Something peculiar happened during my first inpatient oncology rotation as a senior resident. At exactly 6 p.m., the on-call intern stopped admitting patients. She stopped receiving pages about new patients in the emergency department, patients being moved out of the medical intensive care unit and patients being transferred to our team from outside hospitals. A short while later, after she “signed out” her patients to a peer, she stopped receiving pages altogether. Instead, she went home and had dinner.
In July 2011, medical internship changed in a profound way. Driven in part by the 2008 Institute of Medicine report Resident Duty Hours: Enhancing Sleep, Supervision, and Safety, the Accreditation Council for Graduate Medical Education (ACGME) implemented new duty-hour regulations for residency programs across the country. Under the new rules, interns are no longer able to stay at the hospital for more than 16 hours at a stretch, thereby eliminating the lengthy overnight call shifts that many physicians had considered the sine qua non of medical internship. The regulations are an extension of sweeping changes introduced in 2003, when the ACGME enacted duty-hour standards limiting overnight call shifts to 30 continuous hours and the resident work week to 80 total hours.
While aspects of the ACGME proposal were well received when first unveiled in July 2010, the specific restrictions on intern shift duration were not as popular. In a nationwide survey of residency program directors published in the New England Journal of Medicine, 79 percent of respondents disagreed with the proposed 16 hour limitation for interns. A survey of house officers across medical specialities suggested that residents similarly shared concerns about the new restriction, with many “expressing alarm that education and experience will be severely limited by the lack of traditional 24-hour call periods.” Nearly half of responding residents doubted that the changes would have a positive effect on their education.
Why the skepticism? I suspect that anyone who was an intern prior to 2011 could readily answer this question. On a typical day/night at the hospital as the on-call intern, I observed the often unpredictable course of unstable angina and acute leukemia. I was there to see the normal results of the ultrasound I had ordered for my patient with suspected cholecystitis and reconsider my differential diagnosis for her abdominal pain. At the bedside of a patient with congestive heart failure, I assessed whether any of my interventions eased his breathing. Although physically and mentally challenging, the long call shifts were my chance to learn, experiment and struggle – the sort of critical, immersive experience I needed to build my basic competency as a physician.

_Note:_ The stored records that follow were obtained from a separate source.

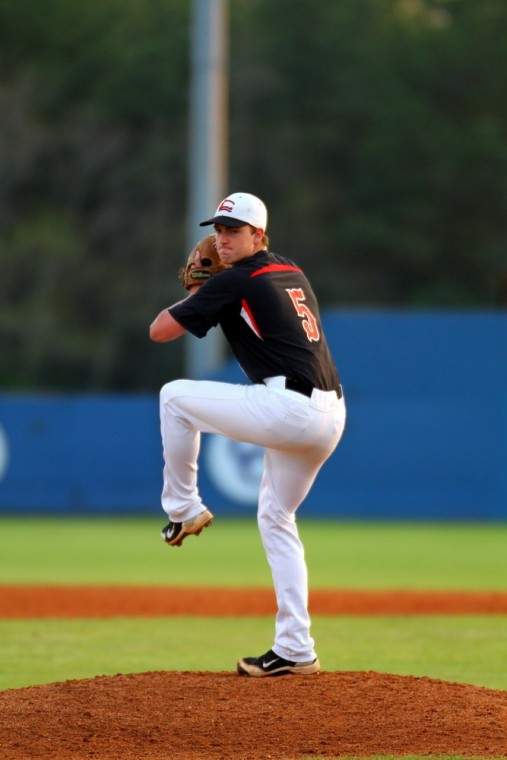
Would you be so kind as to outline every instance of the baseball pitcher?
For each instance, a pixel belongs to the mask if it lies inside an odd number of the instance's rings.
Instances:
[[[271,649],[237,663],[240,675],[310,675],[320,669],[310,635],[308,580],[296,510],[345,426],[337,369],[311,285],[288,258],[268,250],[267,209],[233,193],[201,226],[181,277],[189,295],[150,327],[157,342],[189,331],[203,338],[220,325],[249,382],[175,380],[160,392],[164,455],[162,537],[181,546],[213,515],[197,486],[200,434],[218,433],[264,447],[258,526],[277,600]]]

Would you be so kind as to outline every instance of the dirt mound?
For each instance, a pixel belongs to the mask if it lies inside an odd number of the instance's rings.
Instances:
[[[5,760],[507,755],[507,692],[322,672],[154,672],[0,692]]]
[[[313,614],[488,614],[499,592],[313,591]],[[0,586],[0,617],[274,614],[268,589]],[[156,672],[0,692],[2,760],[507,757],[507,692],[380,673]]]

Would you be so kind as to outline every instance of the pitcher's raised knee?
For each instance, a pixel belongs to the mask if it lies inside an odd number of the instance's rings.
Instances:
[[[172,380],[170,383],[166,383],[160,390],[161,402],[166,403],[178,396],[188,395],[191,383],[191,380]]]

Unfortunately, the extended call shifts of internship have been replaced by shorter day and night shifts and more frequent sign-outs among interns. Certainly sign-outs are an integral part of medicine for trained physicians—no one can or should stay at the hospital long enough to provide patient care from admission to discharge. However, increased sign-outs among trainees may come at a significant cost. For the on-call intern, does hearing about what happened to a patient overnight have the same educational value as actually being at the bedside? For the night intern, is it possible to glean the deeper meaning behind the list of seemingly mundane checkboxes on the sign-out for a patient he or she has never met? Can medicine really be learned from the completion of tasks such as “diuresis goal: two liters negative” and “follow-up midnight electrolytes”? Beyond the educational compromises, I fear that increased sign-outs could also adversely influence the culture of medicine. Rather than being a necessary evil that allows interns to go home and rest when they are not on call, will the sign-out become an end in and of itself, a daily ritual that symbolizes the endless passing of responsibility for patients back and forth between physicians, none of whom can truly call themselves a patient’s doctor?

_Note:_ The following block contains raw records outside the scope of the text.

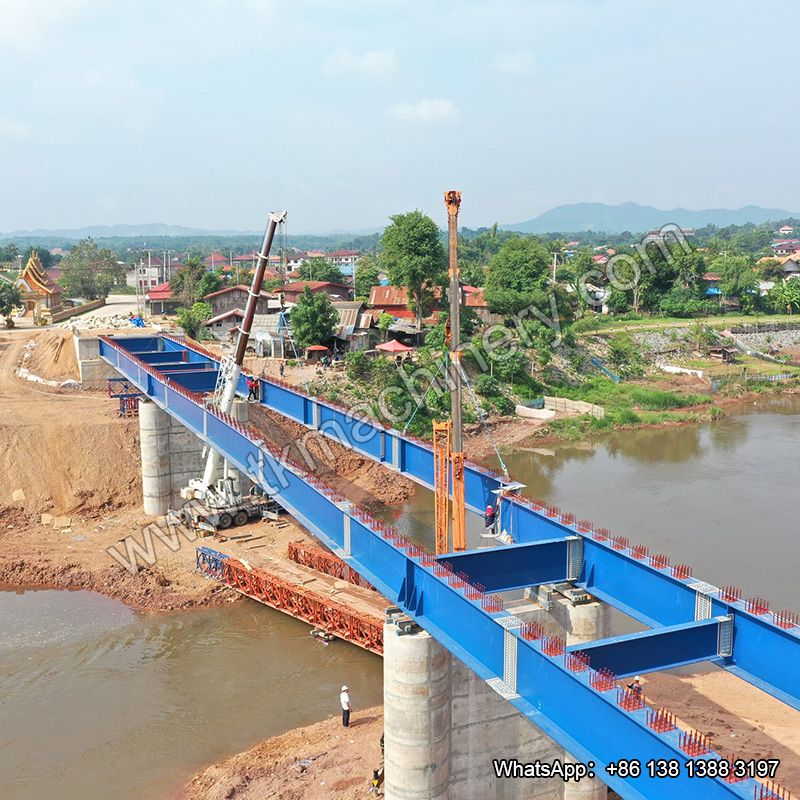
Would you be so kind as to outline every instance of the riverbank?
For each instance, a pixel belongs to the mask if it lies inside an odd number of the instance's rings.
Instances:
[[[722,670],[644,676],[644,692],[676,714],[679,727],[710,736],[717,752],[780,759],[776,779],[800,789],[797,712],[783,703]],[[297,728],[203,769],[179,800],[362,798],[381,761],[382,732],[381,707],[354,714],[347,732],[338,717]]]
[[[361,800],[381,765],[383,709],[275,736],[195,775],[179,800]]]
[[[554,421],[494,417],[483,425],[470,425],[465,429],[467,453],[476,461],[485,462],[495,457],[495,447],[501,455],[514,450],[547,447],[562,442],[598,441],[615,431],[661,430],[698,426],[720,420],[737,413],[749,405],[770,397],[796,397],[800,386],[763,384],[757,390],[731,391],[715,394],[713,402],[686,406],[674,412],[642,413],[637,422],[604,425],[594,417],[568,417]],[[599,423],[599,424],[598,424]]]

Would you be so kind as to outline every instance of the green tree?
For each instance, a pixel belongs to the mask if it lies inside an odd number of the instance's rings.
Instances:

In place of making on-call interns sign out and go home, perhaps we should let them stay at the hospital but ensure that they have the support they need to effectively take care of their patients over long stretches of time. This is what I found so valuable as an intern physician, and I was reminded this year of its importance when I became the backup as a senior resident. Otherwise, the new ACGME regulations run the risk of unintentionally withholding from interns those invaluable, formative experiences that are the building blocks for a career in clinical medicine.
Sameer Chopra, MD PhD, is a third-year resident in internal medicine and genetics at Brigham and Women’s Hospital. The opinions expressed are not necessarily those of Harvard Medical School, its affiliated institutions or Harvard University.